J’analyserai ici certains aspects de l’évolution du langage audiovisuel dans le générique de télévision. Assez tôt, en prenant ses distances avec le cinéma c’est-à-dire en devenant tout simplement elle même, la télévision a sécrété, progressivement ses propres objets et en fin de compte ses modes propres de visualité. Ainsi, le générique des émissions de l’(O)RTF dans les années soixante n’est bien souvent qu’un pâle reflet de son homologue cinématographique. Aujourd’hui en revanche, en les comparant, la tentation est grande de les opposer tant dans leur fonction que dans leur nature.
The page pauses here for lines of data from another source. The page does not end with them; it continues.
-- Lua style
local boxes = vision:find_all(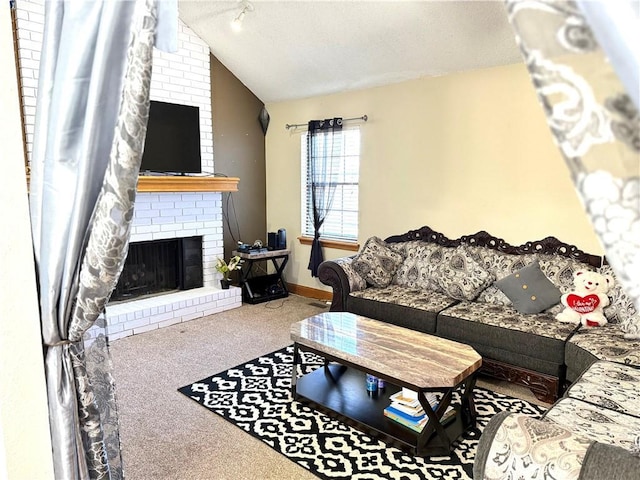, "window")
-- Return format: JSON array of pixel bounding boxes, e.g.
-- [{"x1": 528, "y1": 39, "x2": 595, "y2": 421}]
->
[{"x1": 300, "y1": 128, "x2": 360, "y2": 242}]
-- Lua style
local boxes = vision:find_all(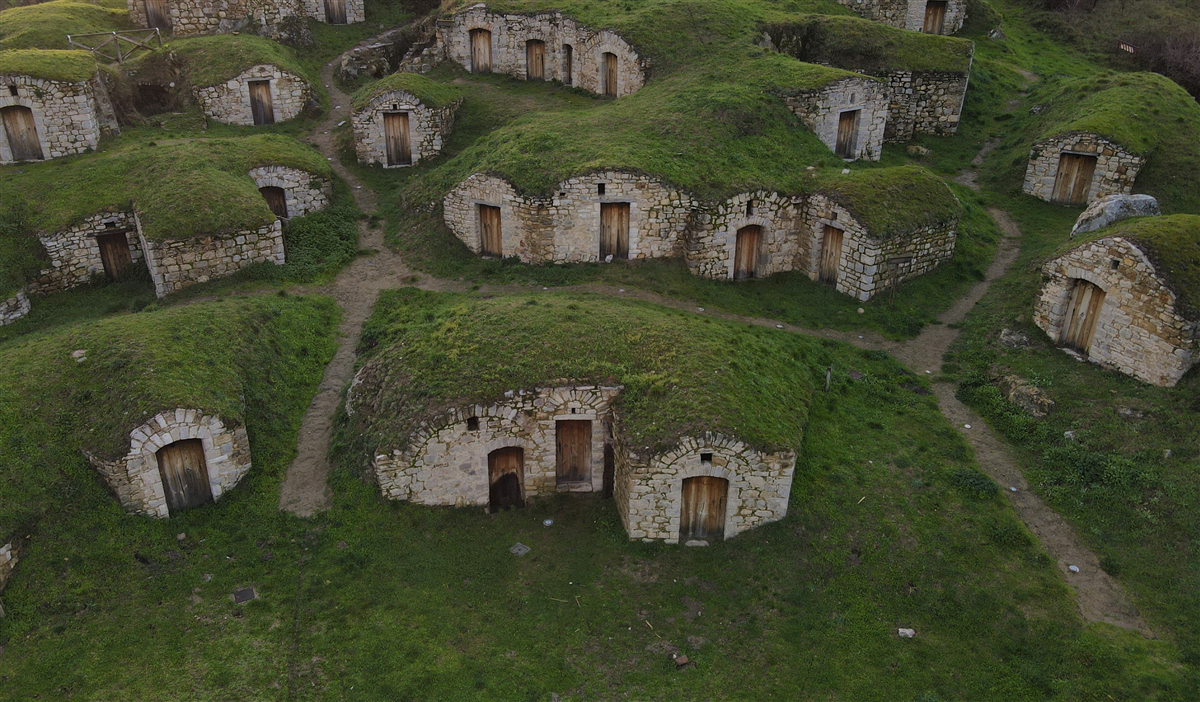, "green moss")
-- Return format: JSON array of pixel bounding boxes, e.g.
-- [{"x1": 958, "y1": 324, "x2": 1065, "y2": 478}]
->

L’éternel retour du générique

Le générique de télévision assure trois fonctions, celle du prélude qui constitue au cinéma “l’entrée dans la fiction”, ici, la simple entrée en matière, celle de nomination de l’émission (le titre) et la fonction de signature d’un collectif de professionnels, bien que ces marques identitaires n’apparaissent que dans les génériques de clôture(et à quelle vitesse !).1 En outre, il est porteur d’une identité plus globale, explicite ou non,

celle de la chaîne (il suffit pour s’en convaincre de mettre en regard les génériques de TF1 et ceux de la SEPT), mais en fait tout comme au cinéma d’ailleurs où, à coté du nom du réalisateur peuvent apparaître ceux du producteur ou du distributeur.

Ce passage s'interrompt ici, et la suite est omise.